Le stress en supplément
Si les agriculteurs se démènent pour nourrir une France confinée, il en est une partie qui peine d’autant plus : ceux qui doivent interagir quotidiennement avec de nombreuses personnes. Parmi eux, les producteurs commerçants, à l’instar de Sylvie Baudouin, qui continue de vendre ses fromages au marché de Niort et dans sa boutique de la route de Coulonges. « Nous respectons scrupuleusement les règles de sécurité sanitaire et sommes heureux de pouvoir vendre aussi les produits de collègues maraîchers, apiculteurs ou autres mais cela, en plus de notre baisse globale d’activité (contrats avec la RHD, visites et camping à la ferme), ajoute du stress.
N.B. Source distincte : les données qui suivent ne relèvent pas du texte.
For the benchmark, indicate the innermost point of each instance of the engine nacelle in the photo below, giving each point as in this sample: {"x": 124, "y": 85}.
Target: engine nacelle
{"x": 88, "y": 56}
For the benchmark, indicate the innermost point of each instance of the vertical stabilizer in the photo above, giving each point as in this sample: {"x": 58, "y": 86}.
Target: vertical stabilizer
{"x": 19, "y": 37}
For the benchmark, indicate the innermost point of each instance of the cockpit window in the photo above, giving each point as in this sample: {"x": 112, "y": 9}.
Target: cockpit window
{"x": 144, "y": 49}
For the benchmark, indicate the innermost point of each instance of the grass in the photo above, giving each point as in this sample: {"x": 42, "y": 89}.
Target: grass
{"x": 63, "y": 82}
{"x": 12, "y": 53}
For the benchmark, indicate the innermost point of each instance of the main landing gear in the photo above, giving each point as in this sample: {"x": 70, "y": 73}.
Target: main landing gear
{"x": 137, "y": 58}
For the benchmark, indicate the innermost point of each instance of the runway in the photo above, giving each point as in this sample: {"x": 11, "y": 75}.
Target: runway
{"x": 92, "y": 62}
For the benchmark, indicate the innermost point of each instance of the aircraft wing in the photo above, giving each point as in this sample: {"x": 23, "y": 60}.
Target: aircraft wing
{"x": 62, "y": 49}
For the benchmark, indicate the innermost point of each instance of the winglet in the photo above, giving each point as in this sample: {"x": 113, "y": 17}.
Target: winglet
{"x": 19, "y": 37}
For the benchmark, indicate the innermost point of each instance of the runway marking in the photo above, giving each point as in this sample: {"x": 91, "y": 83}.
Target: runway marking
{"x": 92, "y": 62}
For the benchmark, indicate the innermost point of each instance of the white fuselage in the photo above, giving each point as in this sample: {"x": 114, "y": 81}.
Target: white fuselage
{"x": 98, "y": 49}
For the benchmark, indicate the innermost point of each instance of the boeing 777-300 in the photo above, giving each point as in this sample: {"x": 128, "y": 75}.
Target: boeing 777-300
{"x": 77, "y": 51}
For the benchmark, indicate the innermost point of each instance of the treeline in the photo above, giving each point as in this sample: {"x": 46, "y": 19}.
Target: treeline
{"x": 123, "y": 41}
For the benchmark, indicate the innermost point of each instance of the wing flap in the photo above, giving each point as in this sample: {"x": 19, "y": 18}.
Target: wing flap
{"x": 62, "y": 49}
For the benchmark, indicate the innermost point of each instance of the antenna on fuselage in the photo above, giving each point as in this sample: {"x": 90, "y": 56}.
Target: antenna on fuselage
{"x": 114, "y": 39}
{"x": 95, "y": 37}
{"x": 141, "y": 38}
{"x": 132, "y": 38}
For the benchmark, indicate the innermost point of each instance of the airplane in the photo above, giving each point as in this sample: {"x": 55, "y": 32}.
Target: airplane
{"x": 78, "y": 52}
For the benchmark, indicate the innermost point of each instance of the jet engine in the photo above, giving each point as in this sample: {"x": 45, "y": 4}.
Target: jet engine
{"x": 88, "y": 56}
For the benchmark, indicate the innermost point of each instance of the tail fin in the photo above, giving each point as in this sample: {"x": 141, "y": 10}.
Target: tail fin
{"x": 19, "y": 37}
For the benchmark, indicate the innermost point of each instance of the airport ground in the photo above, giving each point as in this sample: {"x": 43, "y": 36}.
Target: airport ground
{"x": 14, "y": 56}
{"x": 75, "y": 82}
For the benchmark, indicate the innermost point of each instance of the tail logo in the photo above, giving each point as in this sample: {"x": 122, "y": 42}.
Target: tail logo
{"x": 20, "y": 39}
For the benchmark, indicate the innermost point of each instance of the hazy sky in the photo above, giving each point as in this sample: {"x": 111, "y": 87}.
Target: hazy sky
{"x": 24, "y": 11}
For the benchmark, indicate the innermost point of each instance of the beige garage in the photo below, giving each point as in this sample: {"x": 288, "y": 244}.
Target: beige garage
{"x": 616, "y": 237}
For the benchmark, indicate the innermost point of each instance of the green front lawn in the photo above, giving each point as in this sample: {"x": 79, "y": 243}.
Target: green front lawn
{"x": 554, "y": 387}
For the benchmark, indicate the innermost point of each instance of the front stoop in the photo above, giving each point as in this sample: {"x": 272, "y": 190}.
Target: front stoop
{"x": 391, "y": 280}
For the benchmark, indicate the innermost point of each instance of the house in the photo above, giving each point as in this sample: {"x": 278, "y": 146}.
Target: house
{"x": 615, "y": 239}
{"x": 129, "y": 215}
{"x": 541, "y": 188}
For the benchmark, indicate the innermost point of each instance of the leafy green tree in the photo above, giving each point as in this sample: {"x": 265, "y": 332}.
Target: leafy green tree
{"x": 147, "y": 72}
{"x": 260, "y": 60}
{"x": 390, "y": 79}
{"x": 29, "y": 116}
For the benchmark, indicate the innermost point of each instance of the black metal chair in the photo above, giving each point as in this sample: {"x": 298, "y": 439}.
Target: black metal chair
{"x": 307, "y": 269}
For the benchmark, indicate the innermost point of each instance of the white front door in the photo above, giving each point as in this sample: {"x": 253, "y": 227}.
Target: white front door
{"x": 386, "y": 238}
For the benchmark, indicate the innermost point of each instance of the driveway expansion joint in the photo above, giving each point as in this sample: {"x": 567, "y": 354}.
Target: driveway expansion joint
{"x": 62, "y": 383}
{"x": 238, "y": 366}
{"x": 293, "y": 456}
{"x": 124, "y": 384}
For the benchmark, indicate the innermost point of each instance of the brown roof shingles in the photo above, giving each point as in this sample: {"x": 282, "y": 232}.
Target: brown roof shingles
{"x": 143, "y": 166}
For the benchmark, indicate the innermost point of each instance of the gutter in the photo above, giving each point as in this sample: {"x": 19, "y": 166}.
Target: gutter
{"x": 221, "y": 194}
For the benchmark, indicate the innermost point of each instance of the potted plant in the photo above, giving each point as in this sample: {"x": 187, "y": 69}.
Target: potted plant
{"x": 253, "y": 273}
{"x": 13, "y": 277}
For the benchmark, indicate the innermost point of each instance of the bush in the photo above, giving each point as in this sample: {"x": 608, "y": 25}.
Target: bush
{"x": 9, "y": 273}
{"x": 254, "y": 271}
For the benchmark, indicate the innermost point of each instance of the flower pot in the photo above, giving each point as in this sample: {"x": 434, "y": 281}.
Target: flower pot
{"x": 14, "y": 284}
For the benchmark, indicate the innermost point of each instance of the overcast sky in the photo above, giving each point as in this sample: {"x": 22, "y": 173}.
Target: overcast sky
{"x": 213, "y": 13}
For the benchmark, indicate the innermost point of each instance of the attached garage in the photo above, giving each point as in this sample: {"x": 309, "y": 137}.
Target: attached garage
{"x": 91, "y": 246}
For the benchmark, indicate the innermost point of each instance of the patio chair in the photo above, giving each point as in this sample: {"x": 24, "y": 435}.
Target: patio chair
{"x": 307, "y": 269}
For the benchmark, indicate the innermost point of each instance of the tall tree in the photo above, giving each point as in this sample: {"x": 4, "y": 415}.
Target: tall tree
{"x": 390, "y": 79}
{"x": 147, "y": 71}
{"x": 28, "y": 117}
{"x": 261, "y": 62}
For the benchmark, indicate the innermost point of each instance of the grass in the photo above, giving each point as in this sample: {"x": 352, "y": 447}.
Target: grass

Ce virus, il est partout et nulle part à la fois », témoigne la fromagère. Autres agriculteurs dans ce cas, les multiplicateurs de semences de betteraves sucrières, dont les chantiers de plantations doivent se dérouler dans le mois. Cloisons de plexiglas, semis d’un rang sur deux pour espacer et protéger les planteurs : les solutions les plus diverses sont explorées pour relever le double défi de la plantation et des gestes barrières. Comme à son habitude, l’agriculture répond présente, en toute humilité et en toute discrétion, avec une capacité d’adaptation qui force l’admiration.